While we focused on SPSB4 to illustrate its role in promoting the viability of BCPAP and TPC-1 cells, WNT11 and PCOLCE2 also belong to the gene set enriched in the serine/threonine kinase signaling pathway, which is crucial for thyroid cancer cell proliferation. In this study, we discovered that the E3 ubiquitin ligase SPSB4 can be upregulated by high iodine stimuli. This finding aligns with broader research on E3 ubiquitin ligases, which have been shown to play significant roles in thermogenesis and fatty cell metabolism under cold stress^{[13, 21]}. Additionally, MG53 functions as an E3 ligase that targets the insulin receptor and IRS1 for ubiquitin-dependent degradation, serving as a key mechanism for regulating insulin signaling strength in skeletal muscle. These findings position MG53 as a novel therapeutic target for addressing metabolic disorders and their associated cardiovascular complications^[22]. In summary, E3 ubiquitin ligases, through their role in proteasomal degradation, play a significant part in thermogenesis and cardiovascular diseases, both of which are prevalent in cold regions. Therefore, exploring E3 ubiquitin ligases presents a promising avenue for addressing health concerns in frigid areas, particularly in Northeast China.

Research ethics

The study was approved by the Bioethics Committee of Harbin Medical University (HMUecdc20180302).

Informed consent

Written informed consent was obtained from all participants prior to their enrollment in the study.

Author contributions

Zhang Z W: data curation (equal), formal analysis (equal), methodology (equal), validation (lead), visualization (equal), writing, original draft (Lead). Long Y J: data curation (equal), formal analysis (equal), software (lead), visualization (equal). Li M: resources (equal). Lyu C P: investigation (equal). Chen X L: investigation (equal). Wang Q Y: investigation (equal). Yang K Y: investigation (equal). Li J H: investigation (equal). Zhang W: methodology (equal), supervision (equal), writing, review and editing (equal).

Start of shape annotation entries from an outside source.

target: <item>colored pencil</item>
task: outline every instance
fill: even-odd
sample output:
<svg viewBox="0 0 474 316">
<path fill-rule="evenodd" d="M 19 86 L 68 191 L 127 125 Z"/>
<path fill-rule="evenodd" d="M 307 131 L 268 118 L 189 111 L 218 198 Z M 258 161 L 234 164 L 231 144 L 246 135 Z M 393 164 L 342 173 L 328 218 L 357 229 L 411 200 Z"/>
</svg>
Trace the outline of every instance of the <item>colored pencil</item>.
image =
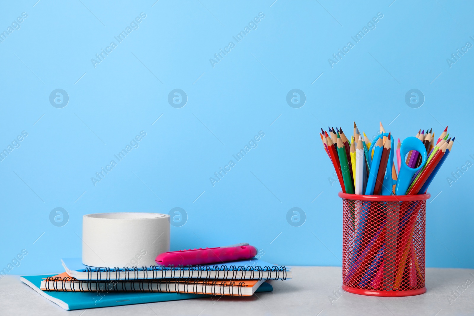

Sun D J: conceptualization (lead), funding acquisition (lead), project administration (lead), writing, review and editing (lead).

Use of Large Language Models, AI and Machine Learning Tools

None declared.

Conflict of interest

All authors have no conflict of interest.

Data availability

The data that support the findings of this study are available from the corresponding author upon reasonable request and in the supplementary materials of this article.